Identification of a six-gene metabolic signature predicting overall survival for patients with lung adenocarcinoma

Yubo Cao; Xiaomei Lu; Yue Li; Jia Fu; Hongyuan Li; Xiulin Li; Ziyou Chang; Sa Liu

doi:10.7717/peerj.10320

Identification of a six-gene metabolic signature predicting overall survival for patients with lung adenocarcinoma

PeerJ. 2020 Dec 2:8:e10320. doi: 10.7717/peerj.10320. eCollection 2020.

Authors

Yubo Cao¹, Xiaomei Lu², Yue Li¹, Jia Fu¹, Hongyuan Li¹, Xiulin Li¹, Ziyou Chang¹, Sa Liu¹

Affiliations

¹ Department of Medical Oncology, The Fourth Affiliated Hospital of China Medical University, Shenyang, China.
² Department of Pathophysiology, China Medical University, Shenyang, China.

Abstract

Background: Lung cancer is the leading cause of cancer-related deaths worldwide. Lung adenocarcinoma (LUAD) is one of the main subtypes of lung cancer. Hundreds of metabolic genes are altered consistently in LUAD; however, their prognostic role remains to be explored. This study aimed to establish a molecular signature that can predict the prognosis in patients with LUAD based on metabolic gene expression.

Methods: The transcriptome expression profiles and corresponding clinical information of LUAD were obtained from The Cancer Genome Atlas and Gene Expression Omnibus databases. The differentially expressed genes (DEGs) between LUAD and paired non-tumor samples were identified by the Wilcoxon rank sum test. Univariate Cox regression analysis and the lasso Cox regression model were used to construct the best-prognosis molecular signature. A nomogram was established comprising the prognostic model for predicting overall survival. To validate the prognostic ability of the molecular signature and the nomogram, the Kaplan-Meier survival analysis, Cox proportional hazards model, and receiver operating characteristic analysis were used.
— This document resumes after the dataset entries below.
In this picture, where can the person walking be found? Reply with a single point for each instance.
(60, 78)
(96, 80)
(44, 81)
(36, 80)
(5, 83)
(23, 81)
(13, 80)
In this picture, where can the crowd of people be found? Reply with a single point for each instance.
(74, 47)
Results: The six-gene molecular signature (PFKP, PKM, TPI1, LDHA, PTGES, and TYMS) from the DEGs was constructed to predict the prognosis. The molecular signature demonstrated a robust independent prognostic ability in the training and validation sets. The nomogram including the prognostic model had a greater predictive accuracy than previous systems. Furthermore, a gene set enrichment analysis revealed several significantly enriched metabolic pathways, which suggests a correlation of the molecular signature with metabolic systems and may help explain the underlying mechanisms.

Conclusions: Our study identified a novel six-gene metabolic signature for LUAD prognosis prediction. The molecular signature could reflect the dysregulated metabolic microenvironment, provide potential biomarkers for predicting prognosis, and indicate potential novel metabolic molecular-targeted therapies.
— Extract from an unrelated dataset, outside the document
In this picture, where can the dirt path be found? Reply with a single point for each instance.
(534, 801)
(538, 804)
Keywords: GEO; Lung adenocarcinoma; Metabolic signature; Overall survival; Prognostic model; TCGA.

Grants and funding

This work supported by the Science and Technology Project of Liaoning Province (No. 2019-ZD-0753 and No.2018010137-301). The funders had no role in study design, data collection and analysis, decision to publish, or preparation of the manuscript.